Aus dem Hinterziehungszinsbescheid selbst gehen die konkreten Beträge, die der Beklagte verzinst hat, die hinterzogene Steuerart, die Veranlagungszeiträume sowie der Zinszeitraum und der Zinssatz hervor. Der Kläger hat im Zeitpunkt des Erlasses des angefochtenen Hinterziehungszinsbescheides gewusst, dass gegen ihn ein Ermittlungsverfahren wegen seiner Beteiligung an Gasöldiebstählen geführt worden ist. Seine Umsätze sind im Hinblick auf die Mitwirkung an den Gasöldiebstählen in den Umsatzsteuerbescheiden für 1980und 1981 vom 31. Juli 1985 heraufgesetzt worden. Die zu verzinsenden Beträge erschließen sich unmittelbar aus den geänderten Umsatzsteuerbescheiden selbst, nämlich als Differenz zwischen der bisher in den Bescheiden vom 12. Januar 1982 (für 1980) und 5. Oktober 1983 (für 1981) festgesetzten und der in den Änderungsbescheiden neu festgesetzten Umsatzsteuer.

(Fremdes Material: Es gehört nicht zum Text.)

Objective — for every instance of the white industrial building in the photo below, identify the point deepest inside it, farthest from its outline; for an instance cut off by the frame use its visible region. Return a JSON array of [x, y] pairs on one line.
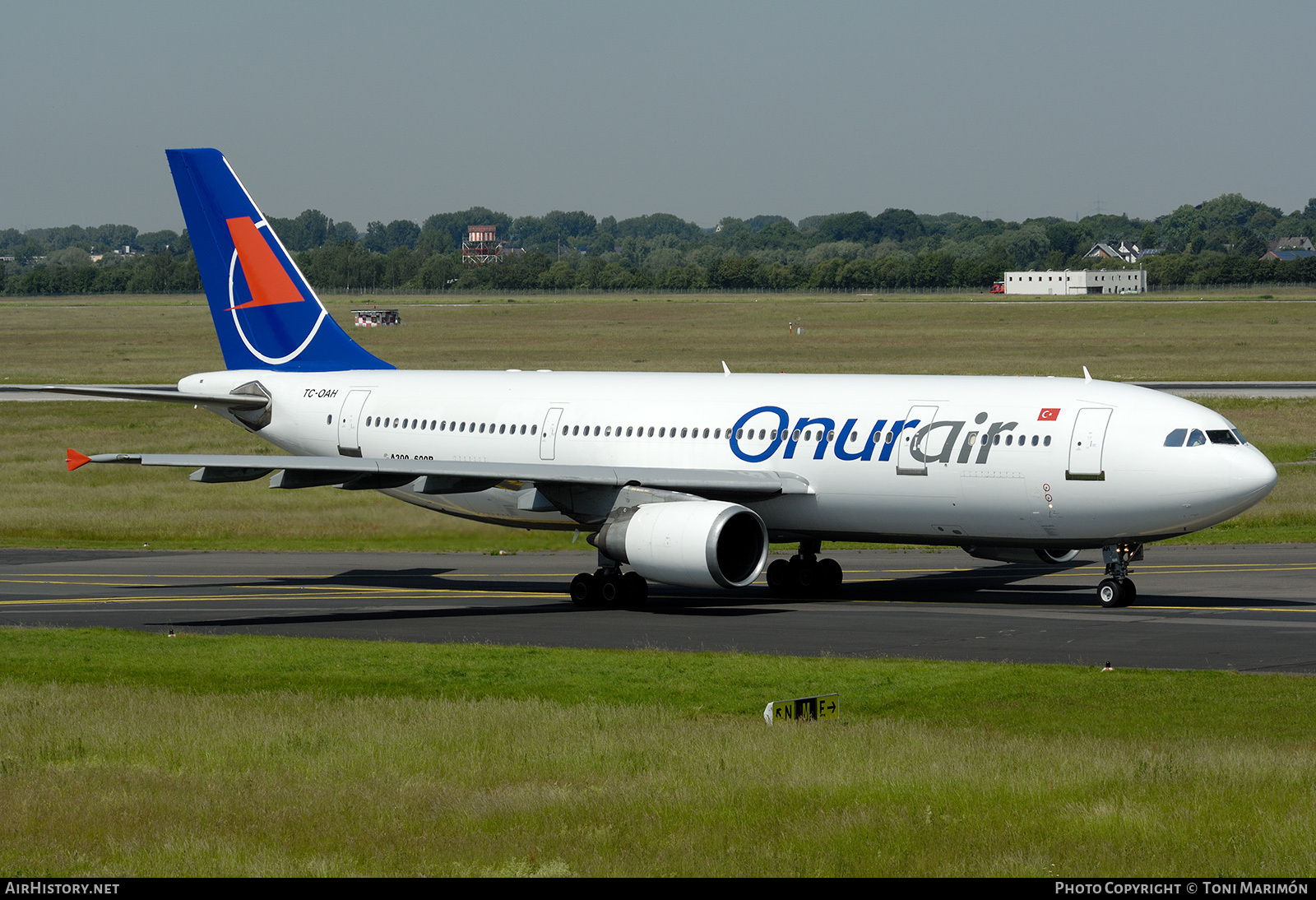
[[1103, 281]]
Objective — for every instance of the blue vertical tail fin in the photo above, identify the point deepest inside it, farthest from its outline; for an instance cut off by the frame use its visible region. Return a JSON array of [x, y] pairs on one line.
[[265, 312]]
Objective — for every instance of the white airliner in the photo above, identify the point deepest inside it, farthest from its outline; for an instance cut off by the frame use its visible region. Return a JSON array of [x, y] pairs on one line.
[[686, 478]]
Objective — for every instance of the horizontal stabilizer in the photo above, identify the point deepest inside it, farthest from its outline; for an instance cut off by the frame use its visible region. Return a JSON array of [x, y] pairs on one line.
[[225, 401], [447, 476]]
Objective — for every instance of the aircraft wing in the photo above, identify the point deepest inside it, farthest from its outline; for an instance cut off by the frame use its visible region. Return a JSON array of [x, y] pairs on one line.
[[447, 476]]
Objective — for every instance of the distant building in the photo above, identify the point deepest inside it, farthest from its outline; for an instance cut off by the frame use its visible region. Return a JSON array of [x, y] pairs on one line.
[[1125, 252], [1081, 282], [1290, 244], [1289, 256]]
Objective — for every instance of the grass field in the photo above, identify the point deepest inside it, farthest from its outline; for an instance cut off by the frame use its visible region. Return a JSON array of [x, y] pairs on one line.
[[155, 340], [158, 340], [133, 754]]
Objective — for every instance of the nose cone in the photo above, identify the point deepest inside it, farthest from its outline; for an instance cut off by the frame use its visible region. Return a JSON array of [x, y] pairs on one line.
[[1253, 476]]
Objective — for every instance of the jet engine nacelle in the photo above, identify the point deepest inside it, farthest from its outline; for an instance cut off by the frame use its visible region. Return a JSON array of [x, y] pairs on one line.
[[706, 544], [1023, 554]]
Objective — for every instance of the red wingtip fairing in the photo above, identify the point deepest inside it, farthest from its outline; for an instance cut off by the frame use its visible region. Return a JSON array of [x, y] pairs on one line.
[[74, 459]]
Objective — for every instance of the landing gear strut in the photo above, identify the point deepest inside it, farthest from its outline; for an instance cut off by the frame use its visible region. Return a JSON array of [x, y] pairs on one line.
[[609, 586], [804, 575], [1118, 590]]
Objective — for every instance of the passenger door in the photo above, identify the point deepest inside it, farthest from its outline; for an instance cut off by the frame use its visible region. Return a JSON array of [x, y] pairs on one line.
[[1086, 445], [349, 420], [910, 441], [549, 436]]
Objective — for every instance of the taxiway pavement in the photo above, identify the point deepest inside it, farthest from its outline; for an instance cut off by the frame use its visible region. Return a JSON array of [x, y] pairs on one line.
[[1247, 608]]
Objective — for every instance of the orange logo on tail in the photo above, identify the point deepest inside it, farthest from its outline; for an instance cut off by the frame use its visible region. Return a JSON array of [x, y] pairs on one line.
[[266, 278]]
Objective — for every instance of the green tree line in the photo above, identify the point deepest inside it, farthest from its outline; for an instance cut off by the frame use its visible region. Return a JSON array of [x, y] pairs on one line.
[[1217, 241]]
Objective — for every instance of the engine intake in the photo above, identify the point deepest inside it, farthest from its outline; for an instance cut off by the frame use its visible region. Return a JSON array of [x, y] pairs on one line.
[[704, 544]]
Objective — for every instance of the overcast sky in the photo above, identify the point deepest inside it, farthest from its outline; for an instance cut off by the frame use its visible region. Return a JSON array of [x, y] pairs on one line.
[[706, 109]]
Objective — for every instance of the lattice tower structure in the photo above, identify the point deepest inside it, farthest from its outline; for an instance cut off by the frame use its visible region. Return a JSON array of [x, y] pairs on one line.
[[480, 246]]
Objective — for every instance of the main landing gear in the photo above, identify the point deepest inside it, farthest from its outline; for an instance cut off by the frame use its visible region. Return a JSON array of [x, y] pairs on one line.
[[1118, 590], [607, 586], [804, 575]]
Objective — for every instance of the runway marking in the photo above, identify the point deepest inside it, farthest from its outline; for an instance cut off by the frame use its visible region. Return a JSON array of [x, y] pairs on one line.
[[32, 581], [232, 597]]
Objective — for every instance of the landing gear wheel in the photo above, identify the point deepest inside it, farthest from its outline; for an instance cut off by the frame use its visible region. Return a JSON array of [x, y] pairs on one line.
[[636, 588], [1111, 594], [1131, 594], [803, 575], [780, 578], [585, 590], [612, 590], [828, 578]]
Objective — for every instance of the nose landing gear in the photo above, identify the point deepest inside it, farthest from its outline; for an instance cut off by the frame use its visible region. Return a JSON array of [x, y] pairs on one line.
[[804, 575], [1118, 590]]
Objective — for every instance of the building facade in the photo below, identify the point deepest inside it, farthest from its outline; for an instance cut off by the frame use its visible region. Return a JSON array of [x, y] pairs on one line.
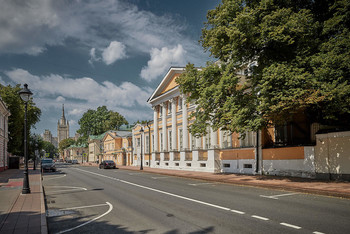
[[4, 135], [117, 146], [95, 148], [167, 143], [62, 127]]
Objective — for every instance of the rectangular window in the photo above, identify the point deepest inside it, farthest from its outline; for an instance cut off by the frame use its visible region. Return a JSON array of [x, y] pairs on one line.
[[169, 108], [170, 140], [153, 142], [249, 140], [147, 144], [180, 139], [138, 142]]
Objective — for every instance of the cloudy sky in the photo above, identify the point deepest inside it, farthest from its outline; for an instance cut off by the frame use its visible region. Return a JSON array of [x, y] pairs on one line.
[[86, 54]]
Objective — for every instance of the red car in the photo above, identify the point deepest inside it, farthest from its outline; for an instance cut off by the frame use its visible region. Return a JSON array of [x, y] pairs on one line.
[[107, 164]]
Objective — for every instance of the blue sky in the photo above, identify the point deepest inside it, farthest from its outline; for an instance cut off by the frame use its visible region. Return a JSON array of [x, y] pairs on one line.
[[86, 54]]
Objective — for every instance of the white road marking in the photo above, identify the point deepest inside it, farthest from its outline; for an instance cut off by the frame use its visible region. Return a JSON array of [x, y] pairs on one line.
[[290, 225], [66, 187], [259, 217], [83, 224], [201, 184], [280, 195], [70, 188], [190, 199], [82, 207], [56, 177], [237, 211], [160, 177]]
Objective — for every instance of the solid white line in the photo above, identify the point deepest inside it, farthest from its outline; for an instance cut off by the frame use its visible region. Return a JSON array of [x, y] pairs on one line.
[[237, 211], [83, 224], [160, 191], [82, 207], [67, 187], [201, 184], [259, 217], [290, 225]]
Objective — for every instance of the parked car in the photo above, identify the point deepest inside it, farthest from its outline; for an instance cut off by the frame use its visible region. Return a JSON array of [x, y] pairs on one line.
[[48, 164], [74, 161], [107, 164]]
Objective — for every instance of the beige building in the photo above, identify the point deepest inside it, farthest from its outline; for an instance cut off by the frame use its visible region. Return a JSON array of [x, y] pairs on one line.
[[287, 149], [95, 148], [62, 128], [4, 135], [117, 146]]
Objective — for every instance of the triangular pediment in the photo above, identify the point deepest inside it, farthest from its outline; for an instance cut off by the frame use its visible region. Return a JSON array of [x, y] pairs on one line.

Darüber hinaus sind in den Anlagen zu diesen Bescheiden sowohl die Bruttobeträge als auch die Nettobeträge, die der Änderung zugrunde gelegt worden sind, ausdrücklich genannt und als Umsätze für Gasöllieferungen bezeichnet worden. Da sich die Anlagen in Kopie bei den Steuerakten befinden, ist davon auszugehen, dass sie den Umsatzsteuerbescheiden auch beigefügt gewesen sind. Jedenfalls ist in den Umsatzsteuerbescheiden ausdrücklich auf die jeweilige Anlage hingewiesen worden. Selbst wenn die Anlagen den Bescheiden nicht beigefügt gewesen wären, hätte der Kläger im Falle des Unverständnisses der Umsatzsteuererhöhungen die Anlagen beim Beklagten anfordern können und müssen. Die im Hinterziehungszinsbescheid aufgeführten zu verzinsenden Beträge von 14.955,00 DM für 1980 und von 68.623,00 DM für 1981 erschließen sich problemlos auch aus den Anlagen zu den Umsatzsteuerbescheiden. Es handelt sich dabei um die Differenz zwischen den genannten Brutto- und Nettobeträgen.
Es sind auch keine Widersprüche mit anderen durch den Beklagten erlassenen Bescheiden erkennbar. Der Bescheid über Hinterziehungszinsen ist in der Folge der Umsatzsteueränderungsbescheide vom 28. November 1985 zu Recht nicht geändert worden, weil die Änderungen in keinem Zusammenhang mit den hinterzogenen Umsatzsteuern gestanden haben. Die Änderungen betrafen die Vermietungstätigkeit des Klägers, was aus der Anlage zu den Änderungsbescheiden auch eindeutig hervorgeht.
Da den Umsatzsteuerbescheiden zwei unterschiedliche Sachverhaltskomplexe zugrunde gelegen haben, ist es auch kein Widerspruch, wenn die Bemessungsgrundlage für die Festsetzung der Hinterziehungszinsen nicht identisch mit Aussetzungs- und Mahnbeträgen gewesen ist.
Die Kostenentscheidung beruht auf § 135 Abs. 1 Finanzgerichtsordnung (FGO).